Ante el pedido de que con el regreso a clases presenciales durante el 2020 se reestableciera el servicio, “la comuna nos dijo que no había plata”, indicó Correa.

“Hoy usamos datos de los profes y de la directora. Es insostenible”, agregó.

En cuanto a la necesidad de incorporar personal administrativo, corresponde sumar unx preceptorx cada 100 estudiantes. La institución hizo los pedidos legales al Ministerio de Educación de la provincia, pero fueron rechazados.

La escuela tenía 170 alumnxs 3 años atrás. Ahora asisten 340, pero mantiene la misma cantidad de cargos docentes y administrativos que en aquel momento.

Hoy lxs docentes están tratando de compensar la falta de personal, alternando entre el turno mañana y la tarde. “Mi cargo es a la mañana, pero a veces vengo a la tarde. Estamos tapando huecos”, contó.

Por lo tanto, este sábado la comunidad educativa decidió organizar una jornada en defensa de la educación pública para visibilizar la problemática. “La acción la hacemos en la plaza federal porque hay acceso a internet libre. Una plaza recreativa y turística tiene internet y la escuela no, que está a 4 cuadras”, advirtió el docente.
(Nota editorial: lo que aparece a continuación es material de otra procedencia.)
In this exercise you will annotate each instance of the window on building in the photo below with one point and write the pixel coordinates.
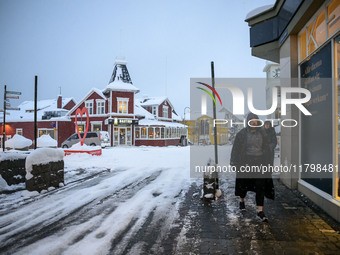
(46, 131)
(96, 126)
(157, 133)
(165, 111)
(144, 132)
(81, 128)
(204, 127)
(137, 133)
(89, 106)
(100, 107)
(162, 132)
(123, 105)
(154, 110)
(19, 131)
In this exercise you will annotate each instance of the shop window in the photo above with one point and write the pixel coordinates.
(19, 131)
(333, 11)
(123, 105)
(337, 75)
(319, 32)
(46, 131)
(162, 132)
(115, 136)
(100, 107)
(89, 106)
(151, 133)
(143, 132)
(165, 111)
(154, 110)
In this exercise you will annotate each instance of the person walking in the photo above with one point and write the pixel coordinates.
(270, 131)
(251, 149)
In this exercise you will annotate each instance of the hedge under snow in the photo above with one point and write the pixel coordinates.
(42, 156)
(18, 142)
(46, 141)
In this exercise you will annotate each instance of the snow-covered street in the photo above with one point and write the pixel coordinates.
(105, 202)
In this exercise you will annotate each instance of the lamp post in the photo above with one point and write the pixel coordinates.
(184, 120)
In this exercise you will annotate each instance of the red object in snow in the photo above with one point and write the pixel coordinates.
(93, 152)
(81, 112)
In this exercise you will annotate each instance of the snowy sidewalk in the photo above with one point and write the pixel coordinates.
(293, 227)
(143, 201)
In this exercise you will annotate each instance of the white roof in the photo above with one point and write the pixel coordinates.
(145, 122)
(42, 105)
(259, 10)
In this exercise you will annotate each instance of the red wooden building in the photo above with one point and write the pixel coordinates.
(130, 121)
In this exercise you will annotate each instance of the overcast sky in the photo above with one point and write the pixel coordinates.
(73, 45)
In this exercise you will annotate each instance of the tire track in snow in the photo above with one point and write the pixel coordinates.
(104, 206)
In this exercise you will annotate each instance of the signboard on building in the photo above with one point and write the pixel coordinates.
(117, 121)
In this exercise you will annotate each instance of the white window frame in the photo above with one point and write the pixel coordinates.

El año pasado el cuerpo docente hizo un relevamiento sobre las condiciones de conectividad de lxs alumnxs del IPEM. Sólo un 30% contaba acceso a internet y recursos tecnológicos como un celular. El resto tenía situaciones muy variadas como un celular por familia para cinco hermanxs. Algunxs estudiantes iban a estaciones de servicio u otros comercios para poder conectarse.

“Nos llegaron 30 computadoras que prestamos a familias y profes puntuales a quienes no les alcanza parara comprarse una. El 10% de profes la recibió”, aseguró.

Este jueves se organizó una nueva protesta para presentar el reclamo de conectividad para alumnxs y profesorxs. “Las familias están muy organizadas, se van a juntar las madres en la escuela al mediodía y van a movilizar hasta la comuna de San Roque”, anticipó.

La escuela cuenta con el personal de limpieza para garantizar la higiene y evitar contagios dentro de la institución. Sin embargo, hay mucha preocupación por la ausencia de protocolos en el transporte público.

“Hay una sola línea de colectivo que pasa por acá y es la línea de la empresa La Calera. No existe protocolo, no hay más frecuencia. Hay mucho riesgo de contagio. El colectivo que llega a las 8 ayer venía lleno y sin ventanas abiertas”, afirmó.

A este panorama se suma el descenso marcado de la temperatura que se ha registrado en las últimas semanas, complicando el sostenimiento de la presencialidad. “La semana pasada fue terrible, no se podía estar con las ventanas abiertas. Dimos clases con una temperatura de 1°”, relató Correa.

Correa considera que suspender la presencialidad profundiza la desigualdad: “Sabemos la importancia de la presencialidad en la escuela, pero en estas condiciones no se puede y tampoco se tienen los recursos para volver plenamente a la virtualidad”.

“Esas no son condiciones para aprender. Esta compleja la situación, porque pasar a la virtualidad sin recursos y conectividad es un vaciamiento indirecto de la educación pública”, subrayó.